Le Sénat aurait porté un coup de massue au modèle d'Airbnb en France en demandant une plus grande transparence aux plateformes de locations de courte durée dans les grandes villes. Il a en effet adopté un amendement du Groupe socialiste et républicains et apparentés qui dit qu'« afin d'assurer la traçabilité et une meilleure transparence des activités de location de locaux meublés pour de courtes durées, les communes (de plus de 200.000 habitants et celles des départements des Hauts-de-Seine, de la Seine-Saint-Denis et du Val-de-Marne ndlr) auront la faculté de mettre en place une procédure d'enregistrement du loueur ».

Plus concrètement, si la commune le souhaite, « une annonce ne pourra pas être mise en ligne sans avoir été enregistrée par la mairie », indiquent les auteurs de l'amendement.
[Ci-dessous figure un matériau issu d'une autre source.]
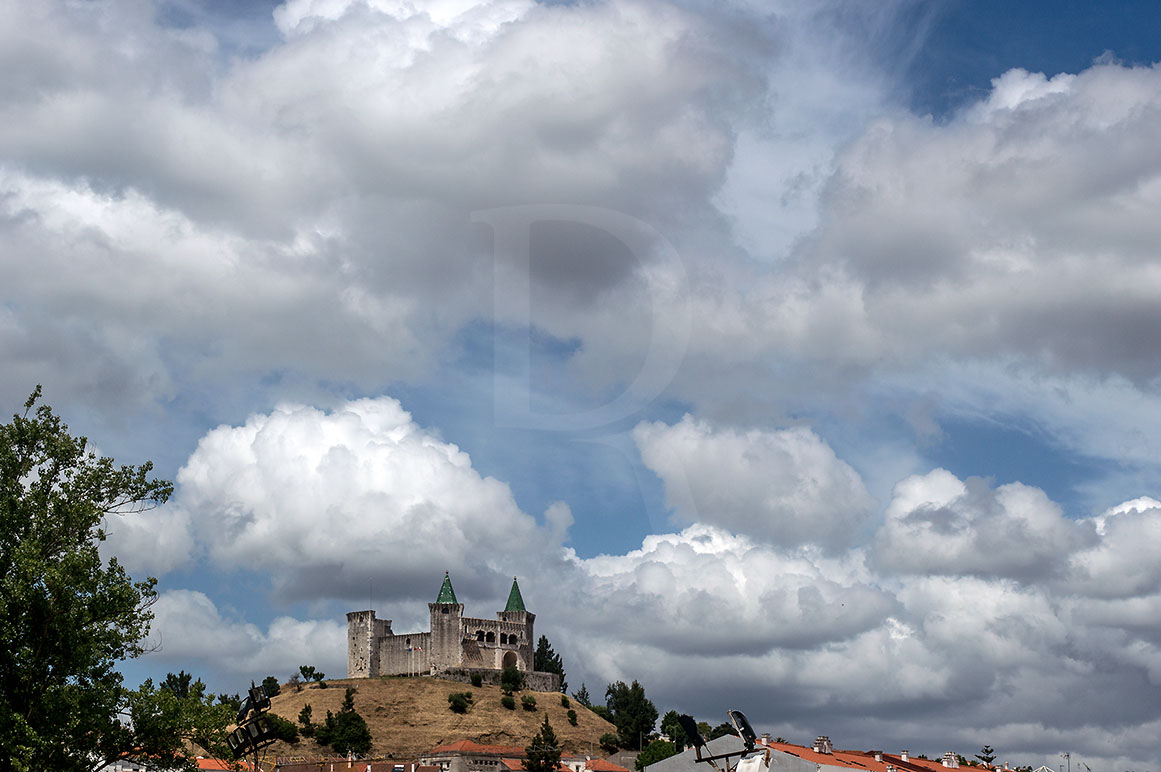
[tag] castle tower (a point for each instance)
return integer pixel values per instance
(447, 628)
(363, 632)
(514, 613)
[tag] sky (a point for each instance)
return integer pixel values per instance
(798, 358)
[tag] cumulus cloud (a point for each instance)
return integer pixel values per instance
(937, 524)
(360, 493)
(971, 608)
(786, 486)
(189, 632)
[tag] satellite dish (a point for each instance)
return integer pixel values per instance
(690, 727)
(744, 730)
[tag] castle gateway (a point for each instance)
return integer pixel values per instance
(455, 647)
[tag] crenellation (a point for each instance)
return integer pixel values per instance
(454, 642)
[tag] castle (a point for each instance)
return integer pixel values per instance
(456, 646)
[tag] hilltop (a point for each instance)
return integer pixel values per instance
(409, 716)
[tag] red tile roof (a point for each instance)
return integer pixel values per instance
(601, 765)
(468, 747)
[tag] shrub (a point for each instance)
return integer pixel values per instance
(271, 686)
(459, 701)
(345, 731)
(511, 679)
(304, 715)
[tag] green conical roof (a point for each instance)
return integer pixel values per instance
(446, 593)
(516, 603)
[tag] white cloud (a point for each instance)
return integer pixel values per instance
(786, 486)
(326, 502)
(189, 632)
(937, 524)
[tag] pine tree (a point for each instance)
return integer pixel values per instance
(545, 754)
(546, 661)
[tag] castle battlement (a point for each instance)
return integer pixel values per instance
(453, 642)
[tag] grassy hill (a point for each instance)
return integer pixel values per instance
(409, 716)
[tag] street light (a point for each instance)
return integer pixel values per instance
(254, 731)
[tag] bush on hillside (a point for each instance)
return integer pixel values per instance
(460, 701)
(511, 679)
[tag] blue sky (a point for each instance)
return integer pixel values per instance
(807, 348)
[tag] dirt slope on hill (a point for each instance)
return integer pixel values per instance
(409, 716)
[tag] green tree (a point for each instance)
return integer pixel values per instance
(655, 751)
(633, 714)
(346, 731)
(543, 755)
(459, 701)
(271, 686)
(232, 700)
(179, 684)
(546, 661)
(672, 728)
(67, 615)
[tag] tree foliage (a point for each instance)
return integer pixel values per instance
(546, 661)
(271, 686)
(633, 714)
(721, 730)
(655, 751)
(543, 755)
(346, 731)
(67, 615)
(672, 728)
(511, 679)
(459, 701)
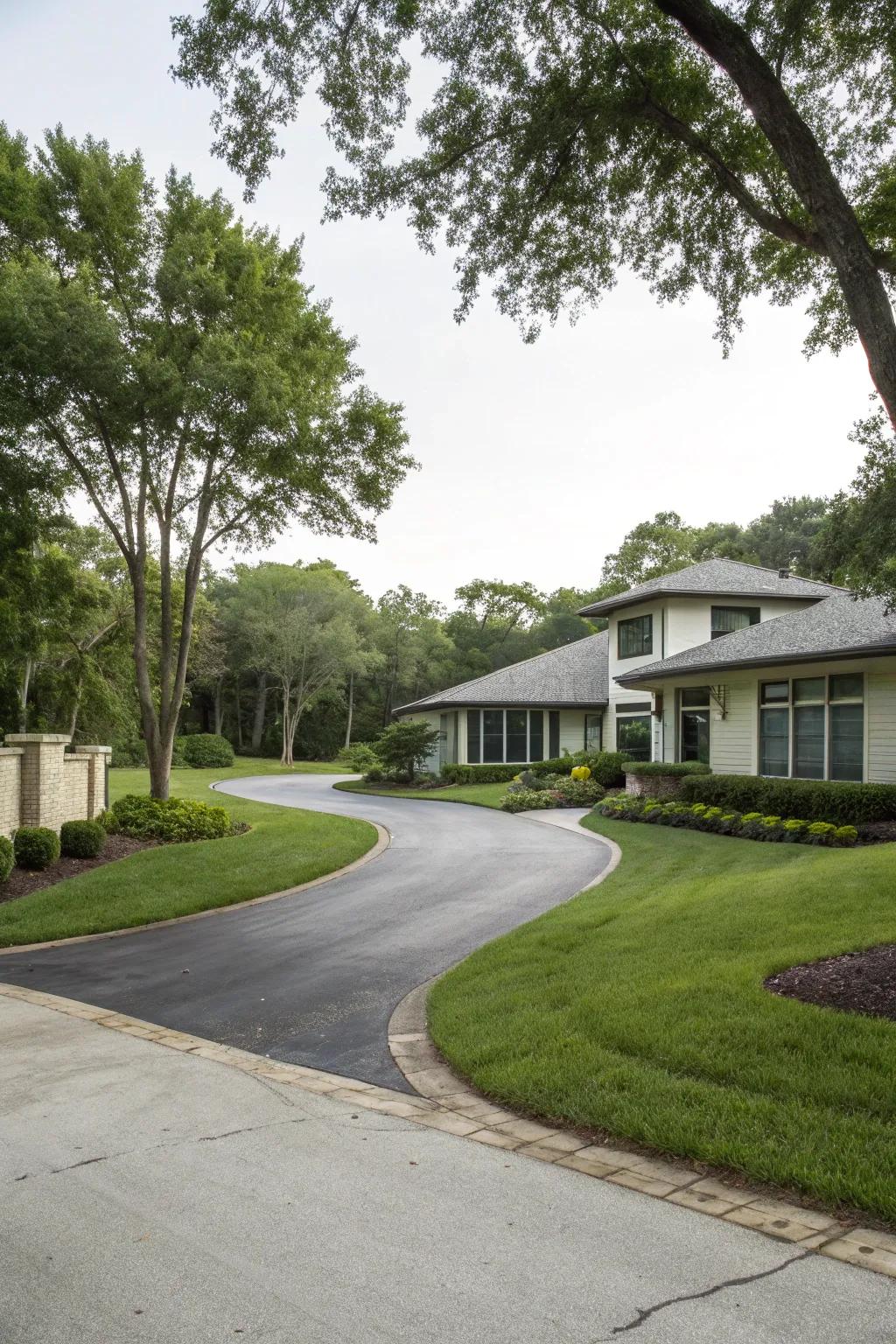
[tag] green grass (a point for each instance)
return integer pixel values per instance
(480, 794)
(284, 848)
(639, 1008)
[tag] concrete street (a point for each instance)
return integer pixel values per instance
(152, 1195)
(313, 978)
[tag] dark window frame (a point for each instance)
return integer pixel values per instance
(647, 637)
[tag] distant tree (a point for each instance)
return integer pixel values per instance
(171, 360)
(404, 746)
(737, 147)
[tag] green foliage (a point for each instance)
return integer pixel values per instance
(751, 825)
(35, 847)
(673, 769)
(202, 750)
(818, 800)
(7, 858)
(607, 767)
(82, 839)
(168, 820)
(406, 745)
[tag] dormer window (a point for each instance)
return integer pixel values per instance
(635, 637)
(725, 620)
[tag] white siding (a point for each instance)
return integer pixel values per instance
(880, 732)
(732, 741)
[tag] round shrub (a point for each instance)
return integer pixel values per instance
(202, 750)
(82, 839)
(7, 858)
(35, 847)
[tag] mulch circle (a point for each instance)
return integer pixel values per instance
(22, 883)
(858, 982)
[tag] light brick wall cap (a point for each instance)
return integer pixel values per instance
(39, 737)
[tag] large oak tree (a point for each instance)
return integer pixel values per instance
(739, 145)
(170, 358)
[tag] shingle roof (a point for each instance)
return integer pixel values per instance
(841, 626)
(732, 578)
(572, 675)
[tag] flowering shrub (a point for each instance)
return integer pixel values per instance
(748, 825)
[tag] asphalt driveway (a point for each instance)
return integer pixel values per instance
(313, 978)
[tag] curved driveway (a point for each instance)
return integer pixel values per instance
(313, 978)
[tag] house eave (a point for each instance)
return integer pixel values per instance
(865, 651)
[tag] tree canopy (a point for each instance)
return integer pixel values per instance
(170, 359)
(737, 147)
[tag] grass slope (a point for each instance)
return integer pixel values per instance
(284, 848)
(639, 1008)
(480, 794)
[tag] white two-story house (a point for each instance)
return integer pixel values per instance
(748, 669)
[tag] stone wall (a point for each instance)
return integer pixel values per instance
(40, 785)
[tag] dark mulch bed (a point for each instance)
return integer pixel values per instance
(22, 883)
(858, 982)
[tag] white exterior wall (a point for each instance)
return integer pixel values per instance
(734, 741)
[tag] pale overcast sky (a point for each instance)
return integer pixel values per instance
(535, 460)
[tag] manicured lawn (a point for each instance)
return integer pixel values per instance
(639, 1008)
(480, 794)
(284, 848)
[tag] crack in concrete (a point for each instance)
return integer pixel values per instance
(644, 1313)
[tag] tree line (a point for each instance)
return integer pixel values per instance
(296, 660)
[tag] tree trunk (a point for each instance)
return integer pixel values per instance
(812, 178)
(23, 696)
(258, 721)
(351, 710)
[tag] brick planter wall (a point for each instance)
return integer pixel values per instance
(42, 787)
(654, 785)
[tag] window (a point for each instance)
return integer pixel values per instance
(517, 738)
(635, 636)
(473, 737)
(693, 729)
(504, 735)
(633, 735)
(724, 620)
(813, 727)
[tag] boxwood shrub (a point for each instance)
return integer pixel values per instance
(203, 750)
(82, 839)
(817, 800)
(35, 847)
(747, 825)
(7, 858)
(168, 820)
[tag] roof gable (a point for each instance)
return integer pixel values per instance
(725, 578)
(574, 675)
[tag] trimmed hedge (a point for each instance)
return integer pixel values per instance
(82, 839)
(170, 820)
(817, 800)
(203, 750)
(746, 825)
(672, 769)
(7, 858)
(35, 847)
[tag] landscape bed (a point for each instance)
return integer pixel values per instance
(283, 848)
(639, 1010)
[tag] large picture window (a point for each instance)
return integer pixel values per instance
(725, 620)
(635, 636)
(504, 735)
(813, 727)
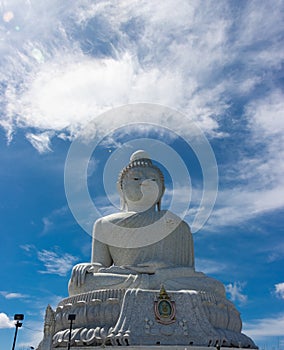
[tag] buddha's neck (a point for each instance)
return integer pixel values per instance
(139, 208)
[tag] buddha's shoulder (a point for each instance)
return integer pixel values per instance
(113, 218)
(165, 216)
De quoi agacer profondément la firme de la Silicon Valley, déjà attaquée de toute part en Europe, et qui voit là une entrave à la liberté de ses utilisateurs. « Cela n'aura d'autre effet que de défavoriser les particuliers qui souhaitent louer leur logement de manière occasionnelle, au bénéfice de loueurs professionnels, rompus aux procédures administratives », s'est indigné Airbnb auprès de l'AFP. Dont acte.
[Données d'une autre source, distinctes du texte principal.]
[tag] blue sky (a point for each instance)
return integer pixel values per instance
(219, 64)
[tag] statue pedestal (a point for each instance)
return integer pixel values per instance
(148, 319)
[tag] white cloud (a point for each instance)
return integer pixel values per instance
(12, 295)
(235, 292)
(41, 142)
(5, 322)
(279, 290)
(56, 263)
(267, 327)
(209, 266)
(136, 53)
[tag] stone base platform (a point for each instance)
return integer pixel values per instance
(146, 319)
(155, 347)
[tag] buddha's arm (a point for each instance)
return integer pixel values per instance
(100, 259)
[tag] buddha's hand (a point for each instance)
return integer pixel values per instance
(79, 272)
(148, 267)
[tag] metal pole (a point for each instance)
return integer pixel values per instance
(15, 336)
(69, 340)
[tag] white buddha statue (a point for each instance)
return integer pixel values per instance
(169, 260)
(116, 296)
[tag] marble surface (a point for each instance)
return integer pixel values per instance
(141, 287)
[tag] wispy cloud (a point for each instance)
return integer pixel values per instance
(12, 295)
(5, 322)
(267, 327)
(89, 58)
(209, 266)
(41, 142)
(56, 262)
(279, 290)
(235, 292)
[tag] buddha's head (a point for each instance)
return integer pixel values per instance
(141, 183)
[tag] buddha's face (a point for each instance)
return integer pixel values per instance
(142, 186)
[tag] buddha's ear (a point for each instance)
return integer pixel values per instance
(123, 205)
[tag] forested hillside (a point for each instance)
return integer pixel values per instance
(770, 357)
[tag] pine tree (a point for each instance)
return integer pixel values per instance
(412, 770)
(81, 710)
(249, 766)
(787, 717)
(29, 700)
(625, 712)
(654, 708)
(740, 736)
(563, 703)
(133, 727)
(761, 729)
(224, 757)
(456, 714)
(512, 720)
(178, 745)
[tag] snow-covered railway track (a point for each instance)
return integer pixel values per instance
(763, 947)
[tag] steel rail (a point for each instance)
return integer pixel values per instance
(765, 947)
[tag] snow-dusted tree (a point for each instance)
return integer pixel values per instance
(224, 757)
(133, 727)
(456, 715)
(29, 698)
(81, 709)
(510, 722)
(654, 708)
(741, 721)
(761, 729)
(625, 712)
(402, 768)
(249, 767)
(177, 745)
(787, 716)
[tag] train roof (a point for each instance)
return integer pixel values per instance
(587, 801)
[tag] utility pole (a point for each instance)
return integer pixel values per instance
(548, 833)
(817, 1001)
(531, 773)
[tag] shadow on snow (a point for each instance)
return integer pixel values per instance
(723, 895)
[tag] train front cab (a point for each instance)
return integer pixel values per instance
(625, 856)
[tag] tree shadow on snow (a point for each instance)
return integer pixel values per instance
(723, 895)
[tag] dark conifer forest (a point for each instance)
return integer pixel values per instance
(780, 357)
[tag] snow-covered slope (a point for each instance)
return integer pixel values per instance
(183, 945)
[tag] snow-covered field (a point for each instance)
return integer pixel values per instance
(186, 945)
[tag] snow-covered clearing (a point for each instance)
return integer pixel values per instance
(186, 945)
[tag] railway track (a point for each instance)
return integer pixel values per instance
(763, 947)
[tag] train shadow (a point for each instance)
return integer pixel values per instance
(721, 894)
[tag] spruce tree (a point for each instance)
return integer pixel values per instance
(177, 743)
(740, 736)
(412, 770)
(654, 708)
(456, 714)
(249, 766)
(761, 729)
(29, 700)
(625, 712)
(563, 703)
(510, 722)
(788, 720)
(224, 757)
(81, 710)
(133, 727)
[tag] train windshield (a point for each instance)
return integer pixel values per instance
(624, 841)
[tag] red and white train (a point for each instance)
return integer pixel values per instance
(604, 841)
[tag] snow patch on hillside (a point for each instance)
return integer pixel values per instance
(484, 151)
Continuer à mettre des annonces illégales

Mais l'amendement du Sénat est surtout susceptible de limiter les profits de l'entreprise. Car si Airbnb est autant vent debout contre la mesure, c'est qu'elle « veut continuer à mettre en ligne des annonces illégales sur son site », assure un observateur avisé du marché de la location de courte durée. Ces annonces peuvent prendre la forme de locations de résidence principale pendant plus de 4 mois, de locations de résidence secondaire sans changement d'usage, ou bien de sous-locations non-déclarées aux propriétaires. A titre d'exemple, on dit qu'à Paris, 30.000 annonces en ligne sur ce type de plateformes seraient illégales. Avec davantage de transparence, nombre d'entre elles pourraient donc être mises hors ligne.
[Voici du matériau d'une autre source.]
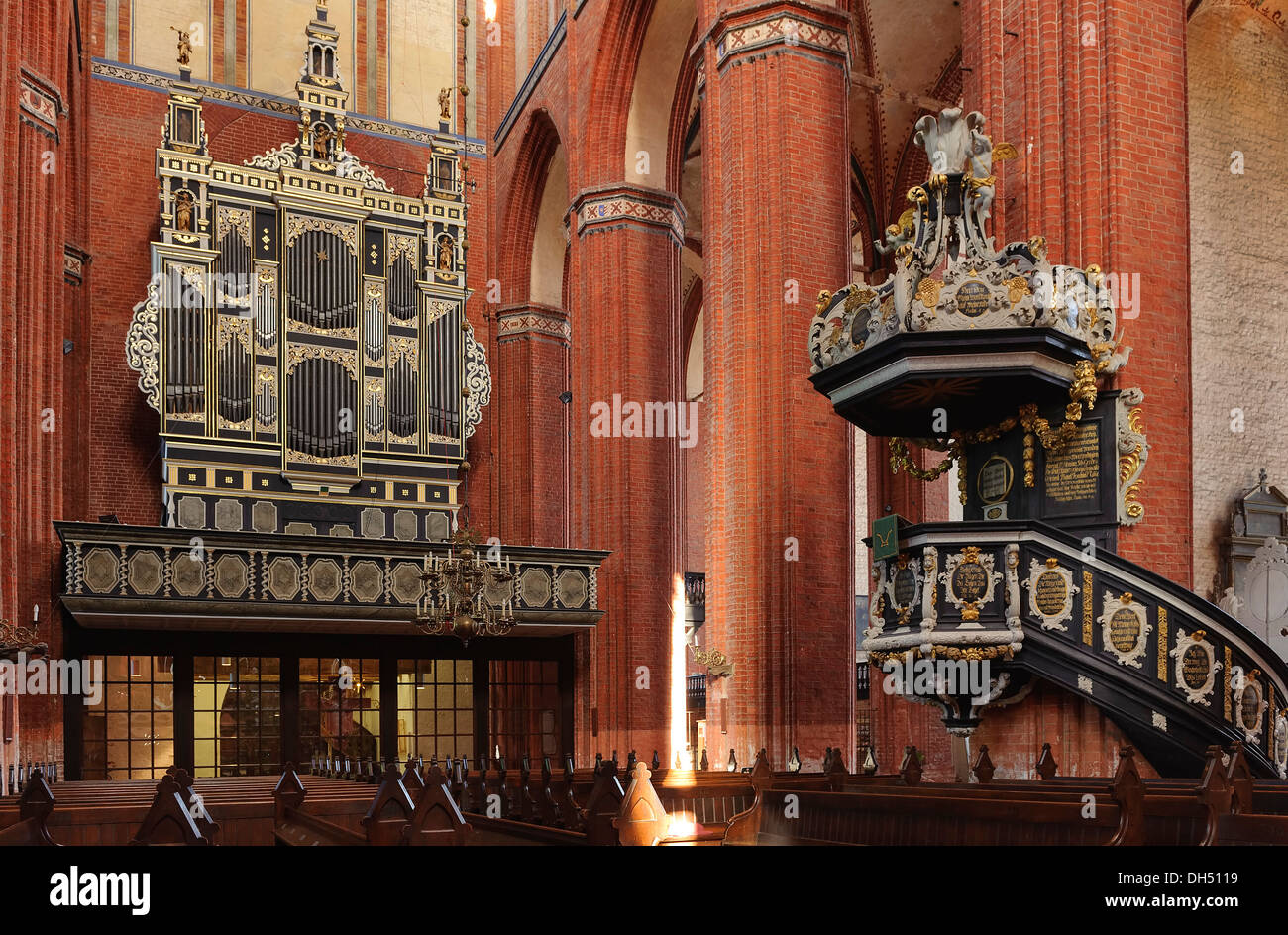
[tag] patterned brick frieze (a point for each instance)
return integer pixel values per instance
(617, 205)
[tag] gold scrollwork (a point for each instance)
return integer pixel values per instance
(232, 219)
(927, 291)
(297, 353)
(297, 224)
(402, 245)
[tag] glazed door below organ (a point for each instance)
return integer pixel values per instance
(220, 715)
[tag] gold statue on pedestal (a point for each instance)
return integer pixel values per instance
(184, 47)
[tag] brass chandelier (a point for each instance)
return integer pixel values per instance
(464, 592)
(465, 595)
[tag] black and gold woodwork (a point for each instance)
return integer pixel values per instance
(303, 335)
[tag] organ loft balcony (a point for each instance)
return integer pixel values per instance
(962, 331)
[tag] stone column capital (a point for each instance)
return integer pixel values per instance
(618, 205)
(532, 318)
(795, 25)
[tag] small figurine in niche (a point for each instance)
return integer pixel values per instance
(184, 47)
(183, 210)
(321, 138)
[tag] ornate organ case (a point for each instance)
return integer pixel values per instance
(304, 339)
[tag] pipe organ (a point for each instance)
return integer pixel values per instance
(303, 338)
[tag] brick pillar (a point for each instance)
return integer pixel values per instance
(623, 294)
(780, 573)
(532, 371)
(38, 217)
(897, 721)
(1094, 97)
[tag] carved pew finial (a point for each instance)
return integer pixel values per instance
(1046, 766)
(288, 792)
(910, 768)
(411, 779)
(870, 763)
(381, 826)
(1128, 792)
(642, 820)
(168, 819)
(1237, 779)
(437, 820)
(836, 772)
(983, 768)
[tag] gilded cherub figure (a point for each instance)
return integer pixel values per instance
(184, 47)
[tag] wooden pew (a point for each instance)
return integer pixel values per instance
(935, 815)
(35, 805)
(436, 819)
(1175, 811)
(170, 820)
(296, 828)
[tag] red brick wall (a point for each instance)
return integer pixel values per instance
(780, 595)
(1094, 98)
(42, 209)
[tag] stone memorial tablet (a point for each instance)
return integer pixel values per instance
(1249, 704)
(973, 299)
(1124, 627)
(970, 582)
(905, 587)
(1073, 472)
(1196, 668)
(1125, 630)
(1051, 594)
(995, 479)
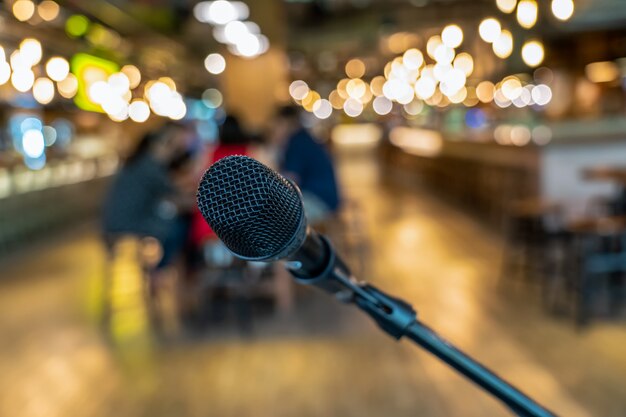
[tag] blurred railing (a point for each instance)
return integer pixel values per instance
(35, 203)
Airbnb souhaite donc garder le contrôle sur les attaques dont elle fait l'objet. Pour ce faire, la plateforme a notamment réussi à convaincre la mairie de Paris de l'associer pour cibler « les hôtes susceptibles de dépasser les quatre mois autorisés pour la location de leur résidence principale, ou ceux qui sont susceptibles de louer des logements qui ne sont pas leur résidence principal », et qui sont donc dans l'illégalité. Une manière d'éviter la mainmise des pouvoirs publics sur ses pratiques.

Quelle coopération ?

Mais ce n'est pas pour autant qu'Airbnb coopère pleinement. La capitale française souhaiterait par exemple que la plateforme bloque les annonces mises en ligne plus de 120 jours par an sur son site, ce que la firme n'a pour l'instant pas explicitement accepté. Par ailleurs, si Airbnb se dit pour l'instant prête à informer ses propriétaires clients du droit en vigueur, il reste hors de question pour la plateforme de donner accès à ses fichiers aux autorités, notamment fiscales.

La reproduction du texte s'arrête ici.